Mentre ci ritroviamo impreparati a leggere una violenza di genere che si fa sempre più giovane, una proposta di legge ha appena introdotto il reato di femminicidio, punendo chi lo commette con l’ergastolo. Si può contare di fermare la violenza degli uomini sulle donne aumentando le pene? Ottanta docenti universitarie giuriste hanno appena firmato un appello per dire che no, non si può far desistere dal crimine chi non ha interiorizzato l’idea della libertà femminile e il principio del rispetto della persona e che, perciò, occorre una riflessione più ampia, un pensiero largo che tenga conto di quanto è complesso e articolato il fenomeno della violenza.  

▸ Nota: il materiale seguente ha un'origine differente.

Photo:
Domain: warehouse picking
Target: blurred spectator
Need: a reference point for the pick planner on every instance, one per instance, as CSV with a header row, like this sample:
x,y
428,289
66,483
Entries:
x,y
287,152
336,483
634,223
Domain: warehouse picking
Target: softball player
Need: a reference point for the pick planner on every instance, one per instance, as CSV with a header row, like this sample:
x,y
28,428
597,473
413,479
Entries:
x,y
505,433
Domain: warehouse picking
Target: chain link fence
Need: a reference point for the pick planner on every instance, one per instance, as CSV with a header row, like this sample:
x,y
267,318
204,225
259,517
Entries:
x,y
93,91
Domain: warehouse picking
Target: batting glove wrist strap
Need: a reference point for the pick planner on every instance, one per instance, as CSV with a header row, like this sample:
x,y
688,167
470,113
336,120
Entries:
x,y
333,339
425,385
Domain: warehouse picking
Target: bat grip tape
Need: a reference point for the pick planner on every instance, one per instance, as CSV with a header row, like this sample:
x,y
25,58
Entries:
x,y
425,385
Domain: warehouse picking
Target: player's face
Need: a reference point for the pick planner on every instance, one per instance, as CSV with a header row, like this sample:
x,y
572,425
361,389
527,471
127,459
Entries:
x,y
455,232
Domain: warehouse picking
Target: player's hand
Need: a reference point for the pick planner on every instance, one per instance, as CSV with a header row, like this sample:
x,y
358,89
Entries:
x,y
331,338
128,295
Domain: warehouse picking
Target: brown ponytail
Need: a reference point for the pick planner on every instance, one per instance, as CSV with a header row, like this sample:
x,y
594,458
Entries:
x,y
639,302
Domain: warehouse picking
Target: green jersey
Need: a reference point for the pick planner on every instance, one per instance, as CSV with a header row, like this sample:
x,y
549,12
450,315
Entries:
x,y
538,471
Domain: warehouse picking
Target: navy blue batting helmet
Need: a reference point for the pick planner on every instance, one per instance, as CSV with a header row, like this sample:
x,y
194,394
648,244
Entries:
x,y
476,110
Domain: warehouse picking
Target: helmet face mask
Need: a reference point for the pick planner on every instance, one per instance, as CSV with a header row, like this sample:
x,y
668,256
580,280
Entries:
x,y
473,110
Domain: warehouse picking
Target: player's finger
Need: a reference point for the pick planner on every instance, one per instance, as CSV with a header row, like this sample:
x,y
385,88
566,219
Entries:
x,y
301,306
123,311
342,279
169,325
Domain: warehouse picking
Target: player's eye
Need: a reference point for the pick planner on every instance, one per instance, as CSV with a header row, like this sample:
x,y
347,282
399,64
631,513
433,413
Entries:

I femminicidi, e tutte le forme di violenza degli uomini sulle donne, sono fertilizzati dalle disuguaglianze, dalle discriminazioni, dagli sbilanciamenti di potere, da quell’humus culturale che per secoli ha strutturato le società su condizioni diverse e diseguali a partire dal genere di appartenenza, maschile o femminile. Non lo dicono le femministe: lo dice la Convenzione di Istanbul, il testo giuridico internazionale più completo sulla violenza di genere, che fa da riferimento agli Stati, Italia compresa, indicando loro come prevenirla, come proteggere le vittime, come punire i colpevoli. Non c’è niente di occasionale, improvviso, episodico nella violenza che un uomo fa a una donna: il trattato stesso riconosce che la violenza di genere è strutturale nelle società diseguali e pone il suo sradicamento nella prospettiva del raggiungimento della parità di genere.

Educare al rispetto reciproco e alla parità nelle relazioni

Insegnare ai bambini e alle bambine, quando ancora i modelli comportamentali non si sono saldati, il rispetto reciproco, la parità nelle relazioni, una visione del mondo sminata dagli stereotipi di genere, il rifiuto di ogni forma di violenza è il passo necessario per costruire quel cambiamento culturale senza il quale il cerchio della violenza continuerà a rigenerarsi: è con l’educazione relazionale a scuola, attraverso figure specializzate, che si può prevenire il saldarsi di quell’idea di possesso, di controllo, di potere sul corpo e la vita di una donna che scatena la vendetta di un uomo quando lei non lo vuole più. L’Italia resta tra i pochissimi Paesi europei, insieme a Lituania, Bulgaria, Polonia, Romania, Ungheria, che non prevedono l’educazione obbligatoria alla sessualità, alla relazioni, alle emozioni a scuola, e non se ne capisce il perché. 

Serve una rivoluzione culturale

Non possiamo aspettare che sia il tempo a dirci se la pena massima per il reato di femminicidio potrà o no scoraggiare gli uomini che puniscono attraverso la violenza colei che si sfila dal loro potere tossico. È già il presente a suggerirci che qualunque strategia repressiva, se non è accompagnata da una vera e propria rivoluzione culturale che affermi, per prima cosa, il valore assoluto della parità tra i generi, arriverà sempre quando è già troppo tardi. La violenza non comincia con i pugni: la violenza si genera molto, molto prima, quando si nega la parità. Urge un cambio di passo assoluto, un ribaltamento dei valori, in famiglia, a scuola, nella società in direzione dell’uguaglianza, un’uguaglianza vera, di fatto, se vogliamo che si smetta di punire con il sangue il diritto di scegliere, di autodeterminarsi, di essere persone libere.